FISCAL HYPOCRISY.... Yesterday, Senate Minority Leader Mitch McConnell addressed the costs of health care reform. "If you're going to do something as comprehensive as the president wants to do," the Kentucky Republican said, "you ought to pay for it."

Jonathan Cohn agrees, but finds McConnell sudden interest in fiscal responsibility interesting.

...It's important that reform pay for itself. Still, I don't recall McConnell being quite so insistent about fiscal responsibility when he voted for the Bush tax cuts. Nor do I recall him agitating for tax increases to pay for the war with Iraq. In fact, I'm pretty sure most Republicans had very little use for arguments about fiscal responsibility when it was their initiatives on the agenda.

Gee, could it be that McConnell and the Republicans just don't care what happens to people when they can't pay for their medical care?

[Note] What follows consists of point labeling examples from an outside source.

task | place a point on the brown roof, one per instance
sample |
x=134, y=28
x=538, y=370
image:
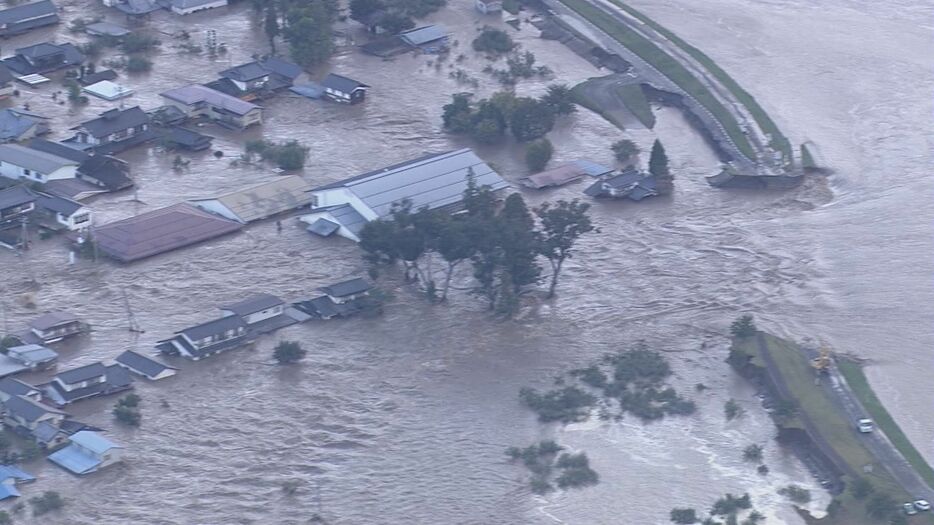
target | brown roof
x=160, y=231
x=556, y=177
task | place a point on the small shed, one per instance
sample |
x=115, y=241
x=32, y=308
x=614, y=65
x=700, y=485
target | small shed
x=108, y=90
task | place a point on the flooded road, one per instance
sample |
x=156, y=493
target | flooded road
x=404, y=418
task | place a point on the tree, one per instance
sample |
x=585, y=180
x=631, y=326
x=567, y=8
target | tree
x=361, y=10
x=753, y=453
x=531, y=119
x=658, y=167
x=560, y=99
x=288, y=352
x=624, y=150
x=743, y=327
x=881, y=506
x=457, y=116
x=732, y=410
x=683, y=516
x=537, y=154
x=395, y=23
x=271, y=26
x=562, y=225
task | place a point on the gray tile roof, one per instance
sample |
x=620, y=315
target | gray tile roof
x=18, y=14
x=346, y=288
x=15, y=387
x=27, y=408
x=54, y=203
x=115, y=120
x=83, y=373
x=160, y=231
x=195, y=93
x=142, y=364
x=432, y=181
x=217, y=326
x=253, y=304
x=52, y=319
x=245, y=72
x=342, y=83
x=32, y=159
x=423, y=35
x=16, y=196
x=15, y=122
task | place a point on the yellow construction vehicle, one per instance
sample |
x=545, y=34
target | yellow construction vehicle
x=821, y=363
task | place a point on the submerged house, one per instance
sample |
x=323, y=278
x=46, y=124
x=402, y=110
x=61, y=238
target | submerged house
x=10, y=477
x=61, y=213
x=19, y=162
x=430, y=39
x=55, y=326
x=344, y=90
x=628, y=184
x=339, y=300
x=433, y=181
x=257, y=79
x=19, y=124
x=22, y=18
x=207, y=339
x=261, y=201
x=145, y=366
x=114, y=131
x=87, y=452
x=159, y=231
x=200, y=101
x=16, y=202
x=86, y=381
x=43, y=58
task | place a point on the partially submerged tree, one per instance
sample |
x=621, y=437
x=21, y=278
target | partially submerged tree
x=658, y=167
x=538, y=153
x=563, y=223
x=288, y=352
x=624, y=150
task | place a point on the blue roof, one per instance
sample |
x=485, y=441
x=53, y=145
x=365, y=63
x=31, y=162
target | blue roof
x=8, y=491
x=10, y=471
x=73, y=459
x=592, y=168
x=423, y=35
x=92, y=441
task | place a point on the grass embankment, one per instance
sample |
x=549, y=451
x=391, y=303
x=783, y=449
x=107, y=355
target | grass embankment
x=778, y=140
x=634, y=100
x=666, y=65
x=855, y=377
x=832, y=425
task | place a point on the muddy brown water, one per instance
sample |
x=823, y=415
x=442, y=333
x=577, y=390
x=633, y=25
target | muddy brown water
x=404, y=418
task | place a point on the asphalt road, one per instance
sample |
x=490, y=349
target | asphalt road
x=877, y=442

The record is strikingly clear. When Bush/Cheney slashed taxes by well over $1 trillion, Republicans said there was no reason to worry about paying for it. When Bush/Cheney started the war in Afghanistan, Republicans said there was no reason to worry about paying for it. When Bush/Cheney started the war in Iraq, Republicans said there was no reason to worry about paying for it. When Bush/Cheney added Medicare Part D, Republicans said there was no reason to worry about paying for it.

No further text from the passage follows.